The purpose and function of Section 71(c) (2) of the Internal Revenue Code contemplate that the “date of such decree, instrument, or agreement” should be construed to mean the effective date of the obligation incurred (26 U.S.C. § 71(c) (2)). Therefore, unlike a presently enforceable separation agreement, an instrument which conditions the obligation of periodic payments upon the subsequent issuance of a divorce decree should take the date of the fulfillment of that condition even though a valid contract was otherwise entered substantially earlier.

In this case, the agreement itself clearly intended that the establishment of the decree and the incorporation of the agreement into the decree should be conditions precedent to the creation of any obligation to make the monthly payments. See 3A Corbin on Contracts, § 625 et seq. (1960). Thus paragraph 1(c) provides that the payments shall begin “on the first day of the month succeeding the month in which a Decree of Divorce in favor of the Wife may be entered,” and paragraph 3(d) provides:

“That this Agreement subject to the approval of the court, or such parts thereof as the courts shall deem pertinent, shall be made a part of any Decree of Divorce to be entered between the parties hereto, in lieu of any and all other provisions for either division of property or alimony.”

Accordingly, the effective date of the decree should control here, so that the periodic payments are not deductible by taxpayer.

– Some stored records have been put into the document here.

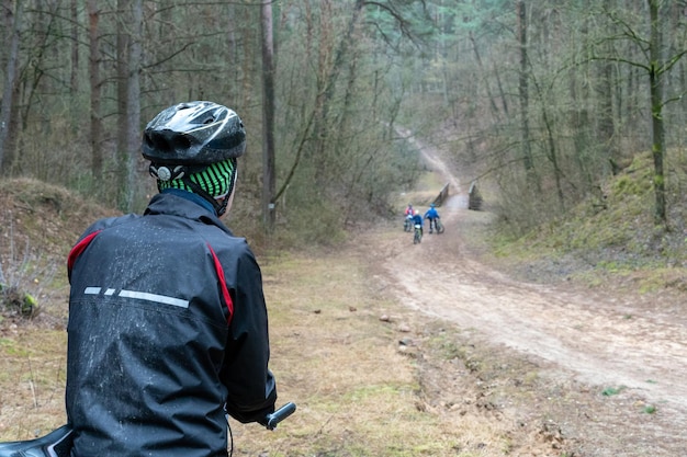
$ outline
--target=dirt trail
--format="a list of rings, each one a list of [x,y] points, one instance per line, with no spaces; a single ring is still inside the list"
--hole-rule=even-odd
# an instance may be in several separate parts
[[[440,208],[443,235],[426,230],[421,244],[413,245],[409,235],[399,231],[397,239],[384,243],[384,270],[399,301],[471,329],[494,345],[537,357],[549,376],[601,389],[624,387],[660,405],[672,429],[647,433],[685,439],[685,305],[522,283],[485,266],[471,258],[461,239],[462,230],[486,224],[484,214],[466,209],[466,186],[448,171],[440,155],[421,149],[428,165],[450,183],[452,196]]]

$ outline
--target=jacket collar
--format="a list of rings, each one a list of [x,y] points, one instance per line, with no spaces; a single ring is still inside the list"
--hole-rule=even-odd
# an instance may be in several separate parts
[[[232,235],[232,231],[216,216],[210,203],[191,192],[170,188],[155,195],[144,212],[144,216],[154,215],[171,215],[198,220],[205,225],[217,226]]]

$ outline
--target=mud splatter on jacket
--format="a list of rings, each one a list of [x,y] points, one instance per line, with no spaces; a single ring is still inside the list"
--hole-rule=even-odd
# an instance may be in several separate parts
[[[262,277],[214,213],[158,194],[68,259],[72,456],[226,456],[226,411],[274,410]]]

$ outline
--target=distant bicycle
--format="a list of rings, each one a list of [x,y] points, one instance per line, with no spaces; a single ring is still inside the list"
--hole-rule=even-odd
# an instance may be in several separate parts
[[[415,235],[413,236],[413,244],[418,244],[423,242],[423,226],[419,224],[415,225]]]
[[[408,232],[413,230],[413,215],[406,216],[405,220],[403,221],[403,230]]]

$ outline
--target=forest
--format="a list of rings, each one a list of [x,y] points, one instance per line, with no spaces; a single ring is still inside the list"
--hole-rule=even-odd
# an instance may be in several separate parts
[[[402,132],[450,142],[516,233],[602,202],[640,156],[657,227],[684,192],[667,172],[687,141],[684,0],[1,4],[0,176],[120,210],[155,192],[146,123],[190,100],[246,125],[243,231],[327,242],[394,215],[421,168]]]

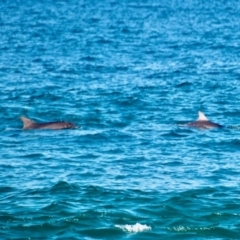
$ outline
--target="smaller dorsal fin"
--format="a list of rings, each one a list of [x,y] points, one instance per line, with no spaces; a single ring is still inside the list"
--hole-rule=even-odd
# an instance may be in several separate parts
[[[20,117],[20,119],[23,122],[23,129],[29,129],[35,124],[34,121],[26,117]]]
[[[199,111],[197,121],[209,121],[209,120],[207,119],[207,117],[202,112]]]

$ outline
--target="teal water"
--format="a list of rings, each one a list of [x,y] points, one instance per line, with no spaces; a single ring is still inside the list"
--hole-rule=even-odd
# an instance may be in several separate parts
[[[240,239],[239,10],[3,1],[0,239]]]

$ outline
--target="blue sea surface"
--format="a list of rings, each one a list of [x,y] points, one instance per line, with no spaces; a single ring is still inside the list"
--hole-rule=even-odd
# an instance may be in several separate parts
[[[0,6],[0,239],[240,239],[239,1]]]

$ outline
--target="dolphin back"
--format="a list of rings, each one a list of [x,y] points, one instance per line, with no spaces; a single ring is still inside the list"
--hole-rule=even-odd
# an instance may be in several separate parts
[[[32,129],[35,127],[36,123],[29,118],[20,117],[23,122],[23,129]]]

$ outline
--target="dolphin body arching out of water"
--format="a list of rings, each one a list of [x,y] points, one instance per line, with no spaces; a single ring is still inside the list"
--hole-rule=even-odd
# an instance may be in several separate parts
[[[70,129],[76,128],[76,125],[70,122],[45,122],[45,123],[36,123],[33,120],[20,117],[23,122],[23,130],[31,129],[51,129],[51,130],[60,130],[60,129]]]
[[[203,128],[203,129],[222,128],[223,127],[222,125],[220,125],[218,123],[214,123],[214,122],[211,122],[210,120],[208,120],[208,118],[200,111],[198,112],[198,119],[194,122],[187,123],[186,126],[195,127],[195,128]]]

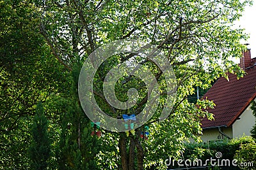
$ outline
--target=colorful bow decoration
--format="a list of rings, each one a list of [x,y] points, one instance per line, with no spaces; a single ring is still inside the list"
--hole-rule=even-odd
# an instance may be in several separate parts
[[[96,135],[98,138],[101,136],[101,131],[99,130],[100,128],[100,122],[91,122],[91,127],[93,127],[93,131],[92,132],[91,135]]]
[[[148,140],[148,136],[149,135],[149,132],[148,132],[149,129],[148,126],[146,125],[144,127],[144,131],[142,131],[140,133],[140,138],[145,139]]]
[[[128,120],[136,120],[136,116],[134,114],[132,114],[130,116],[127,115],[123,115],[122,116],[125,122],[127,122]]]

The majority has adopted the blanket rule that unless state law binds the divorce court to the terms of the parties’ own agreement, then by definition the periodic payments are imposed by the decree. Such a rule fails to draw any distinction between separation agreements which happen to be incorporated into a divorce decree well after they have taken effect and governed the discharge of the marital obligation, and instruments which are not intended to impose any legal duties until sanctioned by the decree of the divorce court. This rule does not necessarily follow from prior decisions such, as the Blum cases, and can be avoided here by referring to the content of the agreement itself. 
      
      . “NEVADA REVISED STATUTES: Title 11 — DOMESTIC RELATIONS; Chapter 123 — Rights of Husband and Wife; Par. 123.080 Contract altering legal relations: Separation agreement; consideration; introduction in evidence in divorce action.
      1. A husband and wife cannot by any contract with each other alter their legal relations except as to property, and except that they may agree to an immediate separation and may make provision for the support of either of them and of their children during such separation. * * * ft
      
     
      
      . “NEVADA REVISED STATUTES:
      
        Title 11 — DOMESTIC RELATIONS; Chapter 125 — Divorce, Separate Maintenance and Annulment. Par. 125.150— Alimony and adjudication of property rights; award of attorney’s fee; subsequent modification by court on stipulation of parties.
      1. In granting a divorce, the court may award such alimony to the wife and shall make such disposition of the community property of the parties as shall appear just and equitable * *.
      * * # * *
      3. The court may also set apart such portion of the husband’s property for the wife’s support and the support of their children as shall be deemed just and equitable. * * * ”
     
      
      . In his briefs on this appeal, taxpayer makes much of the fact that the Tax Court apparently concluded that the installment payments under consideration were “alimony.” He contends that they were not “alimony” but were “support payments based on the marital relationship.” From this he argues that the “alimony” which Nevada allows the divorce court absolute power to set is not what is involved in this agreement. This argument has little merit. First, the essence of “alimony” is that it is “support payments based on the marital relationship.” Second, whatever differences may be thought to exist between the two concepts, the Nevada statute quoted in the preceding footnote and relied upon by the Tax Court expressly refers to and encompasses both.
     
      
       Blum v. Commissioner of Internal Revenue, 177 F.2d 670, 673 (7th Cir. 1949); Commissioner of Internal Revenue v. Blum, 187 F.2d 177 (7th Cir. 1951) (related ease).